Officials from three hospital systems told Reuters that they’re debating whether they should withhold certain individual procedures that involve extensive contact from Ebola patients, or whether they can allow individual doctors to decide whether they’re willing to intervene.

Reuters also claims that medical ethics experts are garnering more questions than usual about when it’s ethical for doctors to refuse to care for patients because of the risk of infection.

The administration’s current Ebola policy will send specialized ‘Ebola response teams’ to any hospital with a verified Ebola patient within hours.
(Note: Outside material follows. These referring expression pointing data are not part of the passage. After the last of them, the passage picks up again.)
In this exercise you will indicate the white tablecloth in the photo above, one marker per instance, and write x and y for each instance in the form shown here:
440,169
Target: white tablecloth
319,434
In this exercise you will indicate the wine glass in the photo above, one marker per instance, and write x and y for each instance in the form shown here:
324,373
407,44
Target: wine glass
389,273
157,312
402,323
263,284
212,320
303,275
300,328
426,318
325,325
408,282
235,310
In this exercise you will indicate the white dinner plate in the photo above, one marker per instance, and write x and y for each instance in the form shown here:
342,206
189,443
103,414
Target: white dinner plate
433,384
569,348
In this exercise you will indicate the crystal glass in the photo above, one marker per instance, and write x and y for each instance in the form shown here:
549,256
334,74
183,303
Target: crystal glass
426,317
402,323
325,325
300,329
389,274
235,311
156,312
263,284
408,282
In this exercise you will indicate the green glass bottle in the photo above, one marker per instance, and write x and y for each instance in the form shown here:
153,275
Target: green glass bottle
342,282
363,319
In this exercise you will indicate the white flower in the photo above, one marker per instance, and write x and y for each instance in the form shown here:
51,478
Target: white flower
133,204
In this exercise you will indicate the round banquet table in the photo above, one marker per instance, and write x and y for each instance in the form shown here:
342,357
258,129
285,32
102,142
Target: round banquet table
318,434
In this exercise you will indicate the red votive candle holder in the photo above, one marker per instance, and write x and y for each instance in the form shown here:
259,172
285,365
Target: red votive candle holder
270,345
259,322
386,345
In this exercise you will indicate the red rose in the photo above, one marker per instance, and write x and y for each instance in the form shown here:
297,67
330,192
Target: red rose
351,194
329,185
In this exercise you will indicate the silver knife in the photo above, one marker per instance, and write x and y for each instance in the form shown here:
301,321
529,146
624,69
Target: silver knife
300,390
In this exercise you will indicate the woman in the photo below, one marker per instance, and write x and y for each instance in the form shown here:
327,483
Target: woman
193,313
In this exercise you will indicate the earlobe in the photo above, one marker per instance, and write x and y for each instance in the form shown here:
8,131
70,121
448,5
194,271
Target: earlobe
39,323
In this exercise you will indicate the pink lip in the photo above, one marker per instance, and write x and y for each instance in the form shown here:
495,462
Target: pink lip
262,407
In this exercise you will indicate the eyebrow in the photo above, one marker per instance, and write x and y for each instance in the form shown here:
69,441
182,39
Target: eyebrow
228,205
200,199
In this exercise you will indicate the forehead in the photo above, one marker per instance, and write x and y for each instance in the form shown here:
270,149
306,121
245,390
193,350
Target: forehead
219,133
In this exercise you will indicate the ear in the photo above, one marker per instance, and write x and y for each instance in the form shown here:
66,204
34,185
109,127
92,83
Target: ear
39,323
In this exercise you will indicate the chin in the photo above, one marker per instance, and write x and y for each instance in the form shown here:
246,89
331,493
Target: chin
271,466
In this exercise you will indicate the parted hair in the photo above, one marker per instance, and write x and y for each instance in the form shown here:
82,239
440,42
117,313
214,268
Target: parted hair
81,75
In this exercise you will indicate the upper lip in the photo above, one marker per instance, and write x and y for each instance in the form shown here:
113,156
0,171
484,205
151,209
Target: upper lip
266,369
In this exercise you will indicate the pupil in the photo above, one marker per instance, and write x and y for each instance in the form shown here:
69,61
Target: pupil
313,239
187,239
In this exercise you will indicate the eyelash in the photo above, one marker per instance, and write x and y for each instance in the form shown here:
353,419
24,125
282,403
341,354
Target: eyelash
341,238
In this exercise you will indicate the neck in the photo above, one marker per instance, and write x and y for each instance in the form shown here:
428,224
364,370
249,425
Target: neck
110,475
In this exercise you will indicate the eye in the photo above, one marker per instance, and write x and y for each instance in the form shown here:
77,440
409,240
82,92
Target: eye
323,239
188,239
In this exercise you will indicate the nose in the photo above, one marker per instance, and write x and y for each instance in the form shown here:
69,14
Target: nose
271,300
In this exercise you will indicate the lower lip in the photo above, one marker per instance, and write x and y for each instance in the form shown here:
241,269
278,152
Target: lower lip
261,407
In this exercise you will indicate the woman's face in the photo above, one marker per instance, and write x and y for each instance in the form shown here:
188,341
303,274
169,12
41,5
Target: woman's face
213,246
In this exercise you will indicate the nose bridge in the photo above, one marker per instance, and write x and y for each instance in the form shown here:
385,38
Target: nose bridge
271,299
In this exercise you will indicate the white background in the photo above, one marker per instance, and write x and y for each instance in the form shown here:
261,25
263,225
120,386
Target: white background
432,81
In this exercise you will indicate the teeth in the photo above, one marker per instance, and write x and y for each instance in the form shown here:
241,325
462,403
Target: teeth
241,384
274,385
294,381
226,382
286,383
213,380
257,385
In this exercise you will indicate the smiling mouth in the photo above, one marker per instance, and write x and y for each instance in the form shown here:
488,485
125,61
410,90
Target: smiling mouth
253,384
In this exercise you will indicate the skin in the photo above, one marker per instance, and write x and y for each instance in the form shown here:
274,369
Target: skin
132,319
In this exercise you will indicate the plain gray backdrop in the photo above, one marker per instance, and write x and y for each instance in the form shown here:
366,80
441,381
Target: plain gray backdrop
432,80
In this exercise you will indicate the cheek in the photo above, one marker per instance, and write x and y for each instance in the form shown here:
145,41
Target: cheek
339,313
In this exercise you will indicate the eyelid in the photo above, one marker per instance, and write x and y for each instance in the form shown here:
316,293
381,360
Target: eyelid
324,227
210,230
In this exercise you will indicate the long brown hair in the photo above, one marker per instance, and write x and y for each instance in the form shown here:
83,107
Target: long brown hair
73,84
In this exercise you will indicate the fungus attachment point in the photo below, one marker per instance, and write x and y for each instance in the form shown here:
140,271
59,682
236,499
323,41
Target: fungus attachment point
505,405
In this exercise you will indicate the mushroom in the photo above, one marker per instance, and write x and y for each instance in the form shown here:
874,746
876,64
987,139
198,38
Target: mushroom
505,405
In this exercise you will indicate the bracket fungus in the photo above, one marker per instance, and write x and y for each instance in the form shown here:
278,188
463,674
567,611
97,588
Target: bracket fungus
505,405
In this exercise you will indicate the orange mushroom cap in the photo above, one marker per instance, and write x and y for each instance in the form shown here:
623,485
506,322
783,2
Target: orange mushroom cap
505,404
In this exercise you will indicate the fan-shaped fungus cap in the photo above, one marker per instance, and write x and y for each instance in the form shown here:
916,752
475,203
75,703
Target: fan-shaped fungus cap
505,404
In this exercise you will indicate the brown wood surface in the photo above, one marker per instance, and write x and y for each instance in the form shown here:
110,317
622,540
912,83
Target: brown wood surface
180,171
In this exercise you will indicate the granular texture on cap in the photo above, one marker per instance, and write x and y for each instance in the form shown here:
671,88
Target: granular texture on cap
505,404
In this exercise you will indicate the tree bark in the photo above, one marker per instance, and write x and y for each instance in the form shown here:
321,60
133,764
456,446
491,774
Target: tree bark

The Centers for Disease Control and Prevention chief Tom Frieden admitted earlier this month that the agency should have sent more infection control advisers to Dallas immediately upon learning that Duncan was suffering from Ebola. (RELATED: CDC: Sure Wish We’d Have Gone In Right After First Ebola Diagnosis) 

But even so, not all hospital and staff are trained in protocols to avoid Ebola and those without training or proper equipment may be at higher risk when performing extensive or invasive procedures on infectious patients. (RELATED: Report: Texas Ebola Nurses Had No Protective Gear For Two Days)

The CDC is working on establishing clinical guidelines for how to provide dialysis for Ebola patients.

“This is another example of how this 21st century viral threat has pulled us back into the 19th century,” University of Michigan medical historian Dr. Howard Markel told Reuters.